Una de las causas más frecuentes del fracaso de proyectos
reformistas, sobre todo en los países en desarrollo, es la falta de capacidades
institucionales. No basta con que los diagnósticos sean certeros, con que haya
voluntad y dinero, ni siquiera con que las reformas susciten amplio consenso. Lo
más importante, lo fundamental, es que existan instituciones que ejecuten exitosamente
las reformas en cuestión, que conviertan las buenas intenciones en buenos
resultados.
El ímpetu reformista del gobierno de Enrique Peña
Nieto acusa un notable déficit en ese sentido. Plantea transformaciones muy
ambiciosas en distintos ámbitos, pero no se hace cargo de la necesidad de
contar con los capacidades institucionales para hacerlas viables, para encauzar
y sancionar esas transformaciones. Y es que hay una gran diferencia entre tener
ganas de cambiar las cosas y tener capacidad de cambiarlas.
Aunque, visto el modus
operandi del peñanietismo, lo que habría que preguntar es más bien si de
veras hay ganas de cambiar cuando no hay ganas de construir capacidad de
cambio.

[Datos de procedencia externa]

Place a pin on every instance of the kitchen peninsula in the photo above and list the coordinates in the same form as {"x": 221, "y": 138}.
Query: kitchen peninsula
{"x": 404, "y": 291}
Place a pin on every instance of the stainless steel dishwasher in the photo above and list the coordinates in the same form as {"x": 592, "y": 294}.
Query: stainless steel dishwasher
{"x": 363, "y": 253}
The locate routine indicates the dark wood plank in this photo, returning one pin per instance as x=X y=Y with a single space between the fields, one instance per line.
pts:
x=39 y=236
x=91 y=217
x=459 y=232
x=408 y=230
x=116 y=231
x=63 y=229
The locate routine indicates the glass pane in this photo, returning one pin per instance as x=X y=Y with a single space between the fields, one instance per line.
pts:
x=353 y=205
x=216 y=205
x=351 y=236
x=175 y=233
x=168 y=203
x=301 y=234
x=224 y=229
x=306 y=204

Dos ejemplos:
1)
La reforma fiscal aspira a
recaudar más recursos y elevar la carga impositiva sobre los grupos de mayores
ingresos. Sin embargo, no fortalece la magra capacidad redistributiva del
Estado mexicano (véase la famosa gráfica de la OCDE en http://j.mp/1agjDYx) ni modifica sustantivamente la estructura del presupuesto. Es decir,
se trata de una reforma que busca aumentar los ingresos pero sin comprometer al
gobierno a gastar mejor.
2)
La reforma energética promete elevar
la producción de hidrocarburos a un menor costo para ampliar la renta petrolera
y promover un mayor desarrollo económico. Sin embargo, entre 2001 y 2012
los excedentes petroleros (i.e., los ingresos derivados de la
diferencia entre el precio fijado en la ley de ingresos y el precio promedio de
la mezcla mexicana) ascendieron a 955 mil millones de pesos (véanse el análisis
de datos de D4 en http://j.mp/14xC1eI) sin que esa renta petrolera adicional se tradujera en un gasto mejor
orientado para promover el desarrollo. Es decir, se trata de una reforma que
busca aumentar la extracción de riqueza del subsuelo pero sin mejorar la
capacidad del gobierno para disponer de esa riqueza de un modo más transparente
y productivo.
¿De qué sirve reformar para dotar al gobierno de mayores
recursos si no se reforma, a su vez, la forma en que el gobierno gasta?
Que en la agenda presidencial no tengan prioridad ni
la rendición de cuentas ni el combate a la corrupción dice mucho, lo dice todo,
sobre la falta de capacidades institucionales con la que tarde o temprano se
toparán las reformas…
Al tiempo.
-- Carlos Bravo Regidor
La Razón, lunes 23 de septiembre de 2013
La otra posibilidad es que las reformas estén planeadas así a propósito, con el objetivo explícito de fastidiar a los ciudadanos para alimentar a las élites priístas.